La linguistique contemporaine a remplacé une opposition tranchée entre l’oral (mauvais français) et l’écrit (bon français) par l’idée d’un continuum de pratiques différentes de la langue, tant par écrit que par oral. En analysant certaines caractéristiques, on peut classer ces pratiques en autant de genres.205
Selon C. Blanche-Benveniste, les publications intitulées Ne dites pas… mais dites…, sont, malgré leurs titres, des manuels du bien écrire, peu intéressés aux diverses pratiques de l’oral. Certaines prononciations courantes, différentes de la prononciation académique, sont d’un usage si répandu qu’on ne peut pas les considérer comme des phénomènes marginaux, de même que certaines particularités grammaticales, comme, par exemple, l’absence de ne dans 95% des conversations - excepté les discours publics où le langage est très surveillé - ou une large utilisation de l’interrogation par est-ce que, ou encore l’emploi de on pour nous, y compris par les hommes politiques dans leurs discours publics. Le participe passé non accordé ou c’est à la place de ce sont se trouvent chez tout le monde.
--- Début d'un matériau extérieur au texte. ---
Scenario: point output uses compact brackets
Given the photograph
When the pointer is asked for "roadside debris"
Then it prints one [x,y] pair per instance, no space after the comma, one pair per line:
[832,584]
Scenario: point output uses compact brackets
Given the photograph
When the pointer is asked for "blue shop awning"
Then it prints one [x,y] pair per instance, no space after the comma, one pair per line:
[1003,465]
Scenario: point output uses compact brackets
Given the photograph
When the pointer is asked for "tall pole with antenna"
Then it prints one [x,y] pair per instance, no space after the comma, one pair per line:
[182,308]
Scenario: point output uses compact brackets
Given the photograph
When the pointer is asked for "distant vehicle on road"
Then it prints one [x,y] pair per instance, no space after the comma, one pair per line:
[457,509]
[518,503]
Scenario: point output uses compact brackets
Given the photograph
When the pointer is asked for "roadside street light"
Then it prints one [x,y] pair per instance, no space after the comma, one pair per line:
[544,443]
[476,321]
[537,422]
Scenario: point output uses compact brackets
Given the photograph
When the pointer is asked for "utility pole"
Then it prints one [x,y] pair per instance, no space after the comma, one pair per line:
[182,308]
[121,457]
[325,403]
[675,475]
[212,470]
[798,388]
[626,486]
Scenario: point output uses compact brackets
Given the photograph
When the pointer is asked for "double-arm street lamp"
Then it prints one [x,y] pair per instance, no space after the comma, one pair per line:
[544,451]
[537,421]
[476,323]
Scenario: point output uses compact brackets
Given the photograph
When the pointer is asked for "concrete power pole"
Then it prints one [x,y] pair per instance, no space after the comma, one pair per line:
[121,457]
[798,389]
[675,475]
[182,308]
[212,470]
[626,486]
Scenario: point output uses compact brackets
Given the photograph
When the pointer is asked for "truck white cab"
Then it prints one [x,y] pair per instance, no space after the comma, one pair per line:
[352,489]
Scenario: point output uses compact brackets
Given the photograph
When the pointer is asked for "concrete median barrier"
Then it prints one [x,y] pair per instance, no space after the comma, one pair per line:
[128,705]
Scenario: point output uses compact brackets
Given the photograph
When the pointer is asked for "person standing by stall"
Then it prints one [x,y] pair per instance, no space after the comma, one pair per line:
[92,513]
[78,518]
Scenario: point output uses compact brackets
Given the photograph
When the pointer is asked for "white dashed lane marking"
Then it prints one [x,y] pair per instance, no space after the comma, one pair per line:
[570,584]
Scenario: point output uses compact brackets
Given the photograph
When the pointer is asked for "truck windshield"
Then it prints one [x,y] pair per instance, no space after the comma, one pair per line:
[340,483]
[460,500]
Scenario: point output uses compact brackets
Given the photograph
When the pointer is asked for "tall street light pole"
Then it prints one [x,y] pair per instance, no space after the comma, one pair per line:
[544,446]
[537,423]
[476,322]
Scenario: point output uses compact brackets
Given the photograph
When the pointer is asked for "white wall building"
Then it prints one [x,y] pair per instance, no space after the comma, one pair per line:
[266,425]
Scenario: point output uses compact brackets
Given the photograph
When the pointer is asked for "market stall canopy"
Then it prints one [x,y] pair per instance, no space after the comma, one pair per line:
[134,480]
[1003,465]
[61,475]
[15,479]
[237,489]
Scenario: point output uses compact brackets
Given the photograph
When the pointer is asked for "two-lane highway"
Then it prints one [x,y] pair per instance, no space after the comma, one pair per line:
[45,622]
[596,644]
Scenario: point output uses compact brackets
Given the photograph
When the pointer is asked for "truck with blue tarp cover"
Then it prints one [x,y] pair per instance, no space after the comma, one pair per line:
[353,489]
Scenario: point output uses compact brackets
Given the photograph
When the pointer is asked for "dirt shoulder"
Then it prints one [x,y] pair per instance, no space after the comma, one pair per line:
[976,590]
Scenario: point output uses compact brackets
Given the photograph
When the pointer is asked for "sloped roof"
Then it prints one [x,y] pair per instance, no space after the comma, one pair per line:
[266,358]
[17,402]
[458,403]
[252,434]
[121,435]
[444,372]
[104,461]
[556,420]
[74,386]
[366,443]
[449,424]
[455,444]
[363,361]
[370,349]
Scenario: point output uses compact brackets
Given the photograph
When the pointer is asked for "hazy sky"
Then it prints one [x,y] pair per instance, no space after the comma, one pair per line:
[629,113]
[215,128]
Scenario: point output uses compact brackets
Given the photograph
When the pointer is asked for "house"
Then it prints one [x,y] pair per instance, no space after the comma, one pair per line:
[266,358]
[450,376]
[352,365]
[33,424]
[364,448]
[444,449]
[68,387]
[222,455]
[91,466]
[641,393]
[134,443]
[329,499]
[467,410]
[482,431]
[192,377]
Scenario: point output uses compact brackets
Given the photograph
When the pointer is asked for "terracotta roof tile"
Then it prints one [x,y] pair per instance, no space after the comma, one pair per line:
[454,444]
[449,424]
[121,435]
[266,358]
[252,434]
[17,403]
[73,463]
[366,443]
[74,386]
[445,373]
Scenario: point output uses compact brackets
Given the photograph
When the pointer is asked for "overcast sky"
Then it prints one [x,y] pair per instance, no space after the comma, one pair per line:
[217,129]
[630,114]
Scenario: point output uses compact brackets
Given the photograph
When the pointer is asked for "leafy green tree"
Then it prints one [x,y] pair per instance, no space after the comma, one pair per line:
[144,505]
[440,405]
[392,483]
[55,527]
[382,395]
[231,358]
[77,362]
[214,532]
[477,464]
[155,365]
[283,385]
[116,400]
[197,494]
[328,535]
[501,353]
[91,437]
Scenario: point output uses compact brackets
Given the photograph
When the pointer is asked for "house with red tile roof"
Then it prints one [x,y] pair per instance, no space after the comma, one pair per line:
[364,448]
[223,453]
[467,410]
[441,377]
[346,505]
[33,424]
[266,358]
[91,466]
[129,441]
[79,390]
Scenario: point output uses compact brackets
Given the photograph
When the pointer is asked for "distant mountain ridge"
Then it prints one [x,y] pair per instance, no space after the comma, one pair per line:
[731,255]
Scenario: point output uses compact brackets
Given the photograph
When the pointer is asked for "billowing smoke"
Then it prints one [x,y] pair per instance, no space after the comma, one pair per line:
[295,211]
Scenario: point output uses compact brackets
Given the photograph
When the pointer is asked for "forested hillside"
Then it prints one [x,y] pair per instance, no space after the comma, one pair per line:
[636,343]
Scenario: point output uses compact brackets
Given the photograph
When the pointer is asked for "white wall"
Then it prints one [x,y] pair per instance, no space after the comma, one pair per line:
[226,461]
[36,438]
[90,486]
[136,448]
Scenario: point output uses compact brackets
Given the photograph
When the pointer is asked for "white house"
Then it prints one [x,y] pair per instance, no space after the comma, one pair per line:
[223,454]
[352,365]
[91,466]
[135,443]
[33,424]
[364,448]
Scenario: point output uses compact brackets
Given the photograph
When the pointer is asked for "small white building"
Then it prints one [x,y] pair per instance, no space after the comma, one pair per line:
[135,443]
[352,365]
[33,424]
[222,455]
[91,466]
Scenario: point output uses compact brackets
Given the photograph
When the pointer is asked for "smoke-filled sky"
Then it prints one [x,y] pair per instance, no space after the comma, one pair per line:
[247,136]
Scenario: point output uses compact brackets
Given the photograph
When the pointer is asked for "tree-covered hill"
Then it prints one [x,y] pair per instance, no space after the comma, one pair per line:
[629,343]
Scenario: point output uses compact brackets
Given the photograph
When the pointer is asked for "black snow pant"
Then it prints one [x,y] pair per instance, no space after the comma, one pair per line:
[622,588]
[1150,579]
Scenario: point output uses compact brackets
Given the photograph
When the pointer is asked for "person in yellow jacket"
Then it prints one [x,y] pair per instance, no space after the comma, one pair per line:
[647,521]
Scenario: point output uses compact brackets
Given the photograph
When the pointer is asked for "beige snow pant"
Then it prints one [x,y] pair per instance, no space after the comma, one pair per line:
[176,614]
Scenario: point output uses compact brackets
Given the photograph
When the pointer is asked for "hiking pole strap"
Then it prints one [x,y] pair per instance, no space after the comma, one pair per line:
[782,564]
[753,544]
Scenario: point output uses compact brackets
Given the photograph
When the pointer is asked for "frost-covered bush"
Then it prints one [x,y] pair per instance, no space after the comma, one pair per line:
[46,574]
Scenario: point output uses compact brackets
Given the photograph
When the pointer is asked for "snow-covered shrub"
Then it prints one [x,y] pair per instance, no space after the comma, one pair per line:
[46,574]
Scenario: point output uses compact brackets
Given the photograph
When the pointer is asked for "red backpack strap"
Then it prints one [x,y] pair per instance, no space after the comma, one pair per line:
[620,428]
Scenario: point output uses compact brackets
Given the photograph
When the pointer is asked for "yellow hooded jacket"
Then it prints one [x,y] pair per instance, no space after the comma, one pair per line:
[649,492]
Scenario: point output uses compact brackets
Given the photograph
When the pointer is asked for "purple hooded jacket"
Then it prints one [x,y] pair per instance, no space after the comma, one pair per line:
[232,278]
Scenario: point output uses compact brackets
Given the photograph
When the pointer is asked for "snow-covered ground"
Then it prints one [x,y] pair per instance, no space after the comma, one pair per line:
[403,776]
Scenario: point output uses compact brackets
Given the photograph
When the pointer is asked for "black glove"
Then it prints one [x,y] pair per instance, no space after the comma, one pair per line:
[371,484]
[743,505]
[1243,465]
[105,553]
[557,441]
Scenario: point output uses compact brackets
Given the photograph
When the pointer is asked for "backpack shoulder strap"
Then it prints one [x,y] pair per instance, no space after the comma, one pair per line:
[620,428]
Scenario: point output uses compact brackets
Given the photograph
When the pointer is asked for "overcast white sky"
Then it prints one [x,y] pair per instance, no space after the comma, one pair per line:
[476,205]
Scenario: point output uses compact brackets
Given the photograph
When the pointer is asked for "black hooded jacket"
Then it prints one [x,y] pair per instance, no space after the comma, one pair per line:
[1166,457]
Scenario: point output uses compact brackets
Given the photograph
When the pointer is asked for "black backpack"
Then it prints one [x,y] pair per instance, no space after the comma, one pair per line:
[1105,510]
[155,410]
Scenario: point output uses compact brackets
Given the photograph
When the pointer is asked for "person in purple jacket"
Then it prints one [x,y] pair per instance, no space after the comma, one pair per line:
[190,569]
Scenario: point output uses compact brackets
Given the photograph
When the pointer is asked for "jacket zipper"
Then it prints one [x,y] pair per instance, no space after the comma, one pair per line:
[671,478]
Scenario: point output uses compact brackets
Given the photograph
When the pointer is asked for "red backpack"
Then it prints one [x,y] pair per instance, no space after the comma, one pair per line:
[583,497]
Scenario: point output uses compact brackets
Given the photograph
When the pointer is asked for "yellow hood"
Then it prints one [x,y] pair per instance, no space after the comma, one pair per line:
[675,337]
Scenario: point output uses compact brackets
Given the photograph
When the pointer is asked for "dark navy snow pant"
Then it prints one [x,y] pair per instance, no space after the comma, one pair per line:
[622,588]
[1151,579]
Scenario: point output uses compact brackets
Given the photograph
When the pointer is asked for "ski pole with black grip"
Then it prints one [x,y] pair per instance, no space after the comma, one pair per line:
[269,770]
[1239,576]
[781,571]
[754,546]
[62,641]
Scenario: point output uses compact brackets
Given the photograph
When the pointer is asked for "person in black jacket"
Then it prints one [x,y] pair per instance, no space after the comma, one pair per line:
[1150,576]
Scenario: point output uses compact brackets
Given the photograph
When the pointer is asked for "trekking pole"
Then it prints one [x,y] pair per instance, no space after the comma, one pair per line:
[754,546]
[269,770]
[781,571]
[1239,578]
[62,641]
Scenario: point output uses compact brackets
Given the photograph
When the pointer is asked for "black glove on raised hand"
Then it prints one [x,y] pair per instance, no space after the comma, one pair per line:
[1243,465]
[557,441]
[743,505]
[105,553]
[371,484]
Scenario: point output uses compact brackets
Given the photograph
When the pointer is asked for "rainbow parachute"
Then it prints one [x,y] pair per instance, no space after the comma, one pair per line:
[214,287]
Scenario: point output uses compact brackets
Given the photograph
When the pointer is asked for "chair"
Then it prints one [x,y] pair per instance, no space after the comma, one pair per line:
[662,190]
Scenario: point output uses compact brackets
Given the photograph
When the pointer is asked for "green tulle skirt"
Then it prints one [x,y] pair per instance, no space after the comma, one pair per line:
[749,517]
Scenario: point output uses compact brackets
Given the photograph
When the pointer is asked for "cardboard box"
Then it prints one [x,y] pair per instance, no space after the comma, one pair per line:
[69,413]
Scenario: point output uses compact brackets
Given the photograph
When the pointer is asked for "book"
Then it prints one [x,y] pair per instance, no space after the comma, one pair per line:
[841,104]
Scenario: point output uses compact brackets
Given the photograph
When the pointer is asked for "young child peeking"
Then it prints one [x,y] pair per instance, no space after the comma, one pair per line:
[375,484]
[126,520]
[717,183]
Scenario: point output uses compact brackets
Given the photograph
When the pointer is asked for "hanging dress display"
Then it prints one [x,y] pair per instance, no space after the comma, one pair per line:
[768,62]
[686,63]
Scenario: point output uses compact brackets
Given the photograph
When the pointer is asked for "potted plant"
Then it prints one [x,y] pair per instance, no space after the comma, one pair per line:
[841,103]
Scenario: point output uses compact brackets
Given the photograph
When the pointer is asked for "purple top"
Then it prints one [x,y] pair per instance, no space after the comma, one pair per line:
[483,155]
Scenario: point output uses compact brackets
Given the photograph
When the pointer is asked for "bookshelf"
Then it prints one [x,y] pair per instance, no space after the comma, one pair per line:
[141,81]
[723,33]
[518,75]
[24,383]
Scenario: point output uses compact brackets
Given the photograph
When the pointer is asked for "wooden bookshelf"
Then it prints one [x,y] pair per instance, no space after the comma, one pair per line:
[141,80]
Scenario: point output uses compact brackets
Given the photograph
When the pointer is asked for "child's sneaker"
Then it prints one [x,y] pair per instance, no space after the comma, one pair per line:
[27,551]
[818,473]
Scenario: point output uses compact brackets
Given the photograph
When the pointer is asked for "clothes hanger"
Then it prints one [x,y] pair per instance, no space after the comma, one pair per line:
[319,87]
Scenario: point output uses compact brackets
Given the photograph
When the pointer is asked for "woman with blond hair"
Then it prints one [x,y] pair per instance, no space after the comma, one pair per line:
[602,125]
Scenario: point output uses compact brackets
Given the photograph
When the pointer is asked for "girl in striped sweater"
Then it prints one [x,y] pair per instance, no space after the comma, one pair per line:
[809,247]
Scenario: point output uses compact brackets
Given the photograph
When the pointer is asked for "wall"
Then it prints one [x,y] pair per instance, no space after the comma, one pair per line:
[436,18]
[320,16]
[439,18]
L’emploi de qu’est-ce que, dans l’interrogation indirecte au lieu de ce que, est une faute qui se rencontre même chez les écrivains et les professeurs. C. Blanche-Benveniste donne une multitude d’autres exemples de ce type.
Il y a des infractions qui agissent comme des marquages sociaux, que certaines personnes ont appris très jeunes à éviter, sous l’influence des familles et des écoles, comme l’absence de subjonctif, l’auxiliaire avoir pour être, etc. Sanctionner de « faute » certaines particularités régionales du point de vue de l’usage parisien, revient à supprimer une nuance, que les usagers, de leur côté, jugent fort intéressante. Par ailleurs, remarque C. Blanche-Benveniste, au début du XXe siècle, on estimait vulgaire de prononcer [l], tandis qu’actuellement, c’est la prononciation sans [l] qui est réputée vulgaire.
BLANCHE-BENVENISTE C., Approches de la langue…, op. cité, p.p.35-45.